I never had heard the story about the cornucopia, really interesting.

I have an audio book, I've yet to listen to about Greek myths. I must get to it.

Have a great week.

Linda Lum (author) from Washington State, USA on May 20, 2019:

Shauna, it's a good thing that Eric came to the rescue. This post was looking mighty puny. Next week will be better, I promise.

Shauna L Bowling from Central Florida on May 20, 2019:

Lots of science in this installment, Linda. Sometimes when we're told not to do something, we're not told why. Scientific explanations are irrefutable.

I love the story behind horn of plenty. I'd not heard it before. Thanks for the education!

Linda Lum (author) from Washington State, USA on May 20, 2019:

Bill, thanks for the affirmation. Have a great week my friend.

Linda Lum (author) from Washington State, USA on May 20, 2019:

Pamela, a short but sweet one this week, easy-peasy as we say in the Carb Diva household. Thank you for your kind comments. I hope you have a wonderful week as well.

Bill Holland from Olympia, WA on May 20, 2019:

All true about eggs. We get a multiple of uses from our eggs and yes, old eggs DO float!!!

Happy cool Monday, Linda! Have a great week!
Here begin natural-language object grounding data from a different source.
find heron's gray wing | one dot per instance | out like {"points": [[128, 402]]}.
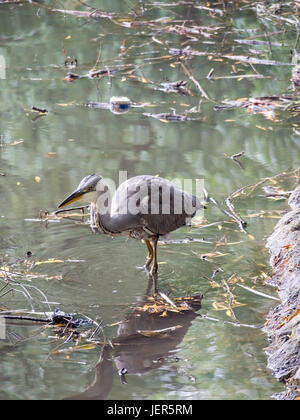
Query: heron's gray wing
{"points": [[151, 202]]}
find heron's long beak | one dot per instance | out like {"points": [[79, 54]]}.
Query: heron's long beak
{"points": [[76, 195]]}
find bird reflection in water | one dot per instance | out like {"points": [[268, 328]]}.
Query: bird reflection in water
{"points": [[145, 340]]}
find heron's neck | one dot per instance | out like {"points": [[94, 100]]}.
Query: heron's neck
{"points": [[101, 212]]}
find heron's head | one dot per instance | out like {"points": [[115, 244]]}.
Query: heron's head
{"points": [[86, 191]]}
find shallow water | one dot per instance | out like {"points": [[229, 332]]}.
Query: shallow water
{"points": [[44, 159]]}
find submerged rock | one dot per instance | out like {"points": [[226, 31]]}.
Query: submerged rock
{"points": [[283, 322]]}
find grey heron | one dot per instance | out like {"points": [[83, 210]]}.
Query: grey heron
{"points": [[144, 207]]}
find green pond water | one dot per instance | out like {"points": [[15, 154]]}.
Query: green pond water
{"points": [[44, 157]]}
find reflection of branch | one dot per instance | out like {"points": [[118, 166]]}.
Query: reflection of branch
{"points": [[196, 83]]}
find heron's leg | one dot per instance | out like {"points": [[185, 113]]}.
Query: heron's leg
{"points": [[154, 262], [150, 253]]}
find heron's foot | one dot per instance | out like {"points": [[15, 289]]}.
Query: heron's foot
{"points": [[148, 263], [153, 270]]}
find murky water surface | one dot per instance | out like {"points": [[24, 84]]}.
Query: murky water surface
{"points": [[44, 156]]}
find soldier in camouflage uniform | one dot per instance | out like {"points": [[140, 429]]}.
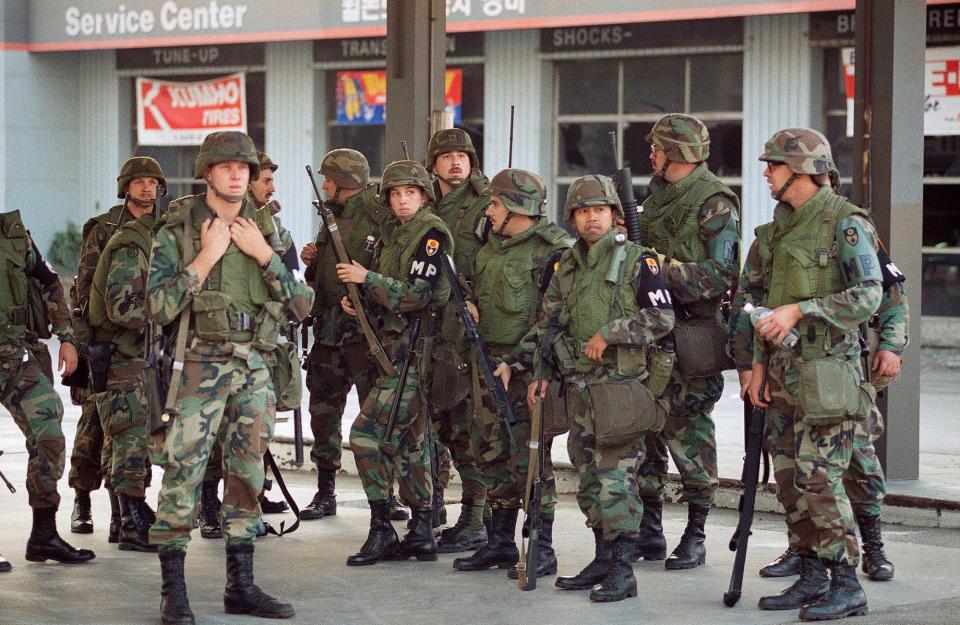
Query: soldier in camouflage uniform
{"points": [[512, 271], [118, 315], [864, 481], [25, 390], [690, 217], [339, 358], [606, 305], [816, 266], [235, 295], [462, 198], [406, 284]]}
Pamela Oglesby from Sunny Florida on May 20, 2019:

I love the addition of a kitty picture to your Monday post. This is an interesting article with some history again, and I like learning new things also. I have never used aluminum pans, but have used cast iron, stainless steel and some with copper over the years. It is always good to know what is safe. Thanks Linda for another good article to start the week, and I hope your's is a good one.